Les nouveaux maîtres aussi fonctionnent au langage, la discussion d’un projet de loi est le chapitre pivot.
Vincent Message : Ils sont comme nous pris dans la délibération. Ils aiment la controverse, l’échange d’arguments rationnels, la rhétorique. Malo Claeys est un peu décalé. Il est ingénieur, il a été inspecteur des élevages, il fait partie d’un comité d’éthique. Quand il doit défendre devant l’assemblée, une arène dont il maîtrise mal les codes, un projet de loi qui permettrait aux hommes de vivre dix ans de plus il n’est pas dans son domaine.
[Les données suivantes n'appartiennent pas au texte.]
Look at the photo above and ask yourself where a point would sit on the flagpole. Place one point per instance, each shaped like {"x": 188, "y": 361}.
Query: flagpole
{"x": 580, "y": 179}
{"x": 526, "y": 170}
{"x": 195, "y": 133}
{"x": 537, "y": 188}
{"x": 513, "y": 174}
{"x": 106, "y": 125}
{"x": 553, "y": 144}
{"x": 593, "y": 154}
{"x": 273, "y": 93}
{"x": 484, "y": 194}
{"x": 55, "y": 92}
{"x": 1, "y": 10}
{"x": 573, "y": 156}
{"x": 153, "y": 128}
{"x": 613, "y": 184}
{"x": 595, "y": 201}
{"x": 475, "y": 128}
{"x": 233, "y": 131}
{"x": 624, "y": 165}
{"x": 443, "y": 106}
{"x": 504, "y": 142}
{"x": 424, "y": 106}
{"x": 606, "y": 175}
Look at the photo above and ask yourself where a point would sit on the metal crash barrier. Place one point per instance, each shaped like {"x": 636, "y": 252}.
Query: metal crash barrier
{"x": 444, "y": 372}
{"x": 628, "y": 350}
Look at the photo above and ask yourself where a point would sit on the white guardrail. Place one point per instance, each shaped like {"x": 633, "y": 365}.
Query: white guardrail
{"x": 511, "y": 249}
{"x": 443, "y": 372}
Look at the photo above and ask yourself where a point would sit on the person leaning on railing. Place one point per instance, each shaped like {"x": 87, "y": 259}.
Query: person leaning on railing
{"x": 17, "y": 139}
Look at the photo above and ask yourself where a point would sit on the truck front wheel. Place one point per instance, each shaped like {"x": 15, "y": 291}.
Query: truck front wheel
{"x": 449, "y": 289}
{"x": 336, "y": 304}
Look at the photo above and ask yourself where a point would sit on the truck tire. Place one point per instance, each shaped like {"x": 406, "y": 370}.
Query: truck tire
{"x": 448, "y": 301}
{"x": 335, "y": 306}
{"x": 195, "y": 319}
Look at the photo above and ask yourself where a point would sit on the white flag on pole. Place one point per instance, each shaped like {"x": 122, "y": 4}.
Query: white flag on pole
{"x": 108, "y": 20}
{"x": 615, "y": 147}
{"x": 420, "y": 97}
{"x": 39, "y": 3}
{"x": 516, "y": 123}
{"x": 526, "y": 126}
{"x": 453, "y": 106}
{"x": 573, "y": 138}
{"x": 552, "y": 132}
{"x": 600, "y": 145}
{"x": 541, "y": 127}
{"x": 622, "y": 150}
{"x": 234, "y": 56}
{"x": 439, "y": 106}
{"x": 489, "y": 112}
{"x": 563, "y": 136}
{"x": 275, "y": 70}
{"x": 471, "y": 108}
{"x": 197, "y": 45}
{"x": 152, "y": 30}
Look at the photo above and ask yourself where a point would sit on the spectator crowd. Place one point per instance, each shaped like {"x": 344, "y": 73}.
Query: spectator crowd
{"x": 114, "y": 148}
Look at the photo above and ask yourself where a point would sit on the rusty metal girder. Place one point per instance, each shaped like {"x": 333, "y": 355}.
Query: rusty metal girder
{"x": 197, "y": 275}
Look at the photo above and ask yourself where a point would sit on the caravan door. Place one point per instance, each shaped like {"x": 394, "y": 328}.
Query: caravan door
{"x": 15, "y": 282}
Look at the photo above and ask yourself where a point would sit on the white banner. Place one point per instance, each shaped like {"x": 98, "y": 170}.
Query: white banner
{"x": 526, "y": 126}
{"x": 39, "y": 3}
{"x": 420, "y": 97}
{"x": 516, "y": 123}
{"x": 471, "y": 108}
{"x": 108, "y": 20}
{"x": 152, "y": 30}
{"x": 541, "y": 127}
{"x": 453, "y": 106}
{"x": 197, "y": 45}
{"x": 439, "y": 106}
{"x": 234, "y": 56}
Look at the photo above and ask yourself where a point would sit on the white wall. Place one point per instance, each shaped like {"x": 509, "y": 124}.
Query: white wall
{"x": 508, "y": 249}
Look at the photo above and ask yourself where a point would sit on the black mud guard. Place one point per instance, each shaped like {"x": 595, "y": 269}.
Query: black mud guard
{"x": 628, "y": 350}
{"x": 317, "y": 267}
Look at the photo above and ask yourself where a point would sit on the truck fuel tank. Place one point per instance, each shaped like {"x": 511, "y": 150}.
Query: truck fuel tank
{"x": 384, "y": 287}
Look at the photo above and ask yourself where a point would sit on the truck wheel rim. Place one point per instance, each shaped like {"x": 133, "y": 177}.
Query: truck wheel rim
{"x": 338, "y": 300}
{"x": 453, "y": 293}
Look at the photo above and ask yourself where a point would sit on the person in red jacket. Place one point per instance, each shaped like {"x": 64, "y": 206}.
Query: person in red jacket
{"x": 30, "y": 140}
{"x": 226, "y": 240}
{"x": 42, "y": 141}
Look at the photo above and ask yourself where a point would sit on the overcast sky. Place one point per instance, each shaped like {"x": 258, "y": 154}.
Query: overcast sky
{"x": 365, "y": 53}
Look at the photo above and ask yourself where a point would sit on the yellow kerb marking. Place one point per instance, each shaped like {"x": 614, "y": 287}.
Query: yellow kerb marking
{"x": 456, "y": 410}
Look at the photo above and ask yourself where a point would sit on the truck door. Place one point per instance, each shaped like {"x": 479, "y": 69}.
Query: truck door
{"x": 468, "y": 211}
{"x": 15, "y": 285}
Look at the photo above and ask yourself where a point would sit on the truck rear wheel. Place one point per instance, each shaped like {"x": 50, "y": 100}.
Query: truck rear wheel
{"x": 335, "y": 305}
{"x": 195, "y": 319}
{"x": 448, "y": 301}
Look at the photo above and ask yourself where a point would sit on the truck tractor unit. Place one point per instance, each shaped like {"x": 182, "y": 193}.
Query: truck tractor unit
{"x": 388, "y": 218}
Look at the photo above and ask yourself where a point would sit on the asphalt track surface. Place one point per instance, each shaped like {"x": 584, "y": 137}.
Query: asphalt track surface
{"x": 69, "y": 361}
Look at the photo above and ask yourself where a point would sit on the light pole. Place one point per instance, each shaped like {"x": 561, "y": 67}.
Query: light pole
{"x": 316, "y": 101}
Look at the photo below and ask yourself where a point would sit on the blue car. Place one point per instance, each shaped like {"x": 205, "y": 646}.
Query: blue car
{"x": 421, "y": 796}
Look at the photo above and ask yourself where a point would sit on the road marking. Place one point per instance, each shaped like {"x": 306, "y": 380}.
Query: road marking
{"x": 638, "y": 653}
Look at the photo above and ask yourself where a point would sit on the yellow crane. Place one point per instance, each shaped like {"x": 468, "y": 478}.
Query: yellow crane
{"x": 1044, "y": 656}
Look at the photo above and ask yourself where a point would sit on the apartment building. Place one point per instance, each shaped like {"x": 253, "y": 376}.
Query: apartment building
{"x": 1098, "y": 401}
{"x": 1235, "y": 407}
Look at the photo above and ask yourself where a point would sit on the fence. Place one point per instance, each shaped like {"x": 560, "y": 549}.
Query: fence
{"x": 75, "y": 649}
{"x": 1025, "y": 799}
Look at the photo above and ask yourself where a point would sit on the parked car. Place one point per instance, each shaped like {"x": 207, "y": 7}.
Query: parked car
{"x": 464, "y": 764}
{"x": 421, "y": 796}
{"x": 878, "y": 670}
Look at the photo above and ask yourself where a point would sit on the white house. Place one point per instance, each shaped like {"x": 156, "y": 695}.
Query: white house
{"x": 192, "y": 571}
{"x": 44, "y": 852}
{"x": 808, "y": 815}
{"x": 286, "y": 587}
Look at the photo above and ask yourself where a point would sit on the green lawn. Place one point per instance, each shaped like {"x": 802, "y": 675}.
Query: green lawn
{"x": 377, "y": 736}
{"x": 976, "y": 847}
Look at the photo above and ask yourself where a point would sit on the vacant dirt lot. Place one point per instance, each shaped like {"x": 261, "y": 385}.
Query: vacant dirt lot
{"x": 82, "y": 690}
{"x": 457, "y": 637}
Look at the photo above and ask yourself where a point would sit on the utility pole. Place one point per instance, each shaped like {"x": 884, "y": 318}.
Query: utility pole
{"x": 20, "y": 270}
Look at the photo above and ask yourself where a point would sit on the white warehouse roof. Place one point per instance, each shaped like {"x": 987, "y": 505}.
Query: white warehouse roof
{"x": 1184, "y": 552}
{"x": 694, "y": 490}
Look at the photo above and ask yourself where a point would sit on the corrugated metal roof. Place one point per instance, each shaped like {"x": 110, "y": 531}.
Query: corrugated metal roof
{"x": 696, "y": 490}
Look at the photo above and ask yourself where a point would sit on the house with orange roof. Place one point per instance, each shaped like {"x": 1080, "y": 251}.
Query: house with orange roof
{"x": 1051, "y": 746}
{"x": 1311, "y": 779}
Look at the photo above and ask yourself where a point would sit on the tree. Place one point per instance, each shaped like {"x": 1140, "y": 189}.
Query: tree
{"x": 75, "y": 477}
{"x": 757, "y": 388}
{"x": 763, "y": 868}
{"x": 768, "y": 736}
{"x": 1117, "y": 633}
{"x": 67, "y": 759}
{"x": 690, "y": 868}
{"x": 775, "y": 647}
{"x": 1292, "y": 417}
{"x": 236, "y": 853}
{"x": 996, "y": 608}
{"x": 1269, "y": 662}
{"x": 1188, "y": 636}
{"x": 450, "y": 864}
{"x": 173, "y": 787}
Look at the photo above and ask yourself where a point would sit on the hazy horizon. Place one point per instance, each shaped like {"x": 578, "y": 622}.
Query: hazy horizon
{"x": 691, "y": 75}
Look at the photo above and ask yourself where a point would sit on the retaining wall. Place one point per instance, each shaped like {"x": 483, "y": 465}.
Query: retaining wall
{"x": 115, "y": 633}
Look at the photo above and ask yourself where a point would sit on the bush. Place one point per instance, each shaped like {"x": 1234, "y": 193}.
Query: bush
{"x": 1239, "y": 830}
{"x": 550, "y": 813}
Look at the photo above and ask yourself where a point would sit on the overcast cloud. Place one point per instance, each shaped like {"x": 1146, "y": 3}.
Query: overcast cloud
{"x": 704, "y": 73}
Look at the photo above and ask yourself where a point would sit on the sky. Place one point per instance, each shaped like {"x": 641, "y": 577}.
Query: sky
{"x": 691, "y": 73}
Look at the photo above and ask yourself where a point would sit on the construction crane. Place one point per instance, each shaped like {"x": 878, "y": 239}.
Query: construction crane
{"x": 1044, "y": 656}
C’est un novice désemparé face aux grands fauves de la politique.

Ce qui distingue le roman du conte philosophique, c’est aussi le regard posé sur le réel. C’est très incarné, très visuel.
Vincent Message : Comme beaucoup d’auteurs d’aujourd’hui, je suis traversé de cinéma, de photographies autant que de littérature. La photographie est un art majeur et j’aime bien préparer l’écriture de textes en prenant des photos pour cadrer une scène. Être traversé de cinéma, c’est savoir de quoi l’œil du lecteur a besoin. Le cinéma de Terrence Malick, par exemple, sa poésie des éléments, sa vision comptent beaucoup pour moi.

Vous avez écrit un essai sur les romanciers pluralistes. Considérez-vous que « Défaite des maîtres et possesseurs » relève de cette catégorie ?
Vincent Message : Les romans pluralistes sont portés par plusieurs points de vue, qui s’opposent ou convergent. Ici, la société est presque trop tranquille. Malo Claeys va petit à petit y apporter du dissensus. Le moment pluraliste, en revanche, est ce débat sur la fin de vie à l’Assemblée. Ce qui me tient à cœur, c’est de donner voix aussi aux opposants de Malo, de voir jusqu’où leurs positions sont légitimes – ce qui n’empêche pas de tracer une ligne rouge à partir de quoi elles ne paraissent plus défendables.

Est-ce un roman de la fin ?
Vincent Message : Le roman en parle beaucoup. Fin de vie, à deux titres. La durée légale de la vie humaine est en cause, et, individuellement, Iris est menacée d’euthanasie. Fin de la domination humaine et fin de la planète elle-même en tant que lieu habitable. Comme c’est le cas de beaucoup de dystopies, le roman se construit comme un exorcisme mineur : il décrit la menace pour tenter d’empêcher le danger d’advenir. Les nouveaux venus sont conscients des enjeux du nouveau régime écologique mais ne mettent pas en place les mesures au nom desquelles ils disent avoir pris le pouvoir. Ils sont comme nous, qui avons vu le danger dès les années 70. Il y a un immense pas entre la prise de conscience et la réforme des conduites. C’est pour cela que j’ai voulu que ce roman soit l’histoire d’une prise de conscience, et d’un passage à l’acte.

Avez-vous un point de vue sur toutes ces questions ou vous contentez-vous de poser les problèmes ? Avez-vous, comme Descartes, une « Méthode » ?
Vincent Message : Nous sommes dans la fiction, qui essaie d’exposer toutes les questions, dans leur ambivalence. Pour moi, la nécessité d’une autolimitation, que cette espèce a pu concevoir, et qu’elle ne réussit pas à pratiquer, est une préoccupation. Nos modes de vie ne sont pas soutenables en l’état. Il est probablement l’heure de nous demander : « à quoi tenons-nous le plus ? » Parmi les problèmes écologiques que le livre pose, le plus central est celui de l’alimentation carnée. Cette question, particulièrement refoulée dans un pays de grand patrimoine culinaire comme la France, a été traitée dans des essais, mais je voulais lui appliquer un traitement littéraire. À partir du moment où une question prend une place importante dans le domaine public, il faut que la littérature s’y confronte. La littérature doit penser tout ce qu’il est important de penser à une époque. Traditionnellement, le roman est le genre des hommes, des sociétés humaines. Y introduire de façon beaucoup plus massive le rapport des hommes aux autres espèces ou aux écosystèmes permet de trouver du nouveau.